The BBC has highlighted the problems around weight management facing wheelchair users.
Researchers for BBC Online spoke to wheelchair users who told how they have gone for years without being able to weigh themselves because of difficulties accessing scales.
The report found that little is being done to address the situation.
Lizzie, who is 37 and lives in Devon, told the BBC she has been through three successful pregnancies, all without knowing how her body was adapting or how her baby was growing.
She said: “”The last time I was weighed was about 22 years ago. I think I was about 15.”
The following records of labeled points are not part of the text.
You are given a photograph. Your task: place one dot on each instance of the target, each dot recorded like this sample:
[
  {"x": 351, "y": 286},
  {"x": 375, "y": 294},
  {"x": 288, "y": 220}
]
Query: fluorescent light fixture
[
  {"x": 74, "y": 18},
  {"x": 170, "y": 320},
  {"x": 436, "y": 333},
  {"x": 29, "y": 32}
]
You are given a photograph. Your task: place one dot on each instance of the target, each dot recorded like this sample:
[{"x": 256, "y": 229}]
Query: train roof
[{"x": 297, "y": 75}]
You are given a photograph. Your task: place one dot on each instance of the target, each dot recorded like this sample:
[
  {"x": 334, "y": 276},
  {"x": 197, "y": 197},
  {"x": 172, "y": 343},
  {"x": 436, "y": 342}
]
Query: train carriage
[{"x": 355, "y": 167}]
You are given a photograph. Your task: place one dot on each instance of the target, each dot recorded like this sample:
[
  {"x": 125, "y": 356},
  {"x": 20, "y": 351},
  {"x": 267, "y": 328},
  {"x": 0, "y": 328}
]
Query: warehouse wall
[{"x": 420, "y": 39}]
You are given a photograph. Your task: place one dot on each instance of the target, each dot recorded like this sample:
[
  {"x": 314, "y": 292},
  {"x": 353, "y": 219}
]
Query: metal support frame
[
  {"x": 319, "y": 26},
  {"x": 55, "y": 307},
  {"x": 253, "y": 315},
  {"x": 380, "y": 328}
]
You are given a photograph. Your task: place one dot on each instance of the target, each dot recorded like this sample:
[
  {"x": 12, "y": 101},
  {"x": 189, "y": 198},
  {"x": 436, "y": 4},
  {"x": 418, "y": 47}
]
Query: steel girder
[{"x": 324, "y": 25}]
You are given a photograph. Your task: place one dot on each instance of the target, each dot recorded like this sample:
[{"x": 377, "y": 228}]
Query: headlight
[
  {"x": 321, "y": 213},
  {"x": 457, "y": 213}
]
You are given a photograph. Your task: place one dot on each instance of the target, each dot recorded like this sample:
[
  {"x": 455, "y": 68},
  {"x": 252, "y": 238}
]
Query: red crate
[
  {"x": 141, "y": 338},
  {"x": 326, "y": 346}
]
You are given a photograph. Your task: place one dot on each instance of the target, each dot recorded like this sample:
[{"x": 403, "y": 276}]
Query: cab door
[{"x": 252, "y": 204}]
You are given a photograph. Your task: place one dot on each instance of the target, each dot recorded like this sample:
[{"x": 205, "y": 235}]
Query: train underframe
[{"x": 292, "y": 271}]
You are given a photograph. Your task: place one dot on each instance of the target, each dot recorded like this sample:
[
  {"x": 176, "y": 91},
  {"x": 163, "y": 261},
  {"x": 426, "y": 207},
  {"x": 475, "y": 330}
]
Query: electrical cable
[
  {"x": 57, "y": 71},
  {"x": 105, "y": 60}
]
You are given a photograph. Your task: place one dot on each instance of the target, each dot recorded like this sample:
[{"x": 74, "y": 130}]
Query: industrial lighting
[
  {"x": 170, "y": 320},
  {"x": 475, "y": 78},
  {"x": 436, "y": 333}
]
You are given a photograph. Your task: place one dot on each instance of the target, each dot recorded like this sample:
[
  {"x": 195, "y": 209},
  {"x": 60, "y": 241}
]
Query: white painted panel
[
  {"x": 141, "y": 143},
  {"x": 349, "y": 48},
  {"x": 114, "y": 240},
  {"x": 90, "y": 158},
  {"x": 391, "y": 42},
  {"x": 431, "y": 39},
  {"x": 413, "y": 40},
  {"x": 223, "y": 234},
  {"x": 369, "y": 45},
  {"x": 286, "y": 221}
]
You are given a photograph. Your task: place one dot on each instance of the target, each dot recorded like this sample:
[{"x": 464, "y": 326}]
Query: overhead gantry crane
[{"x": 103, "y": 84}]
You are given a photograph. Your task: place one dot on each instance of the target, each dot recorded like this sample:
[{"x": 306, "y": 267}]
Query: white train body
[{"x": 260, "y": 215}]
Lizzie has a degenerative muscle-related impairment making it difficult to weigh herself on traditional bathroom scales, which require you to stand still and independently on a small platform.
She said it involves “sitting down really quickly, lifting my feet up, which is like a ridiculous yoga pose, and trying to balance.”
The BBC also spoke to Gillian Morphy, who had her right leg amputated due to dystonia, which causes uncontrolled and sometimes painful muscle movements. She said is trying to lose weight, but was last weighed at her local amputee clinic six months ago.
Gillian said: “Every appointment you go to you’re told ‘you’ve got to lose weight’. But we’re not helped, nobody’s telling me how. I don’t want to be putting so much weight through my left leg because I don’t want to cause any problems there.”
The BBC reported that there is equipment to help wheelchair users but none of it is widely available. Chair scales enable someone to sit on a seat which records their weight and there are similar bed and hoist versions too. There are also wheel-on scales which are very large and involve subtracting the weight of the chair afterwards.
Ability Superstore, which has been operating for 13 years and has served 100,000 clients, calls itself the “home of mobility aids” in the UK. The BBC said the company had never been asked for accessible scales and believes that is that comes down to cost – with accessible versions often retailing for hundreds of pounds.
Dr Georgie Budd, who is based in Merthyr Tydfil, told the BBC this worries her as a wheelchair user herself.
She said: “There’s a lot of things that we use weight for in health – anaesthetics and drug dosing – and just to keep an eye on it as well for someone’s general health. During pregnancy for example, if someone was losing weight I, as a GP, would actually be really quite concerned.”
She added that weight management can be crucial, especially for those who use wheelchairs.
She said: “You’re not using your big leg muscles anymore so you’re not burning as many calories and access to actually exercising as a disabled person is less than I would like it to be.”
The BBC reported that neither NHS England nor the government have guidance for doctors nor advice on what equipment to use and no figures are kept on how many hospitals have access to such equipment and where they are.
It added that the National Institute for Health and Care Excellence (NICE) previously considered the issue in 2014 and requested more research be carried out. But so far nothing has been started.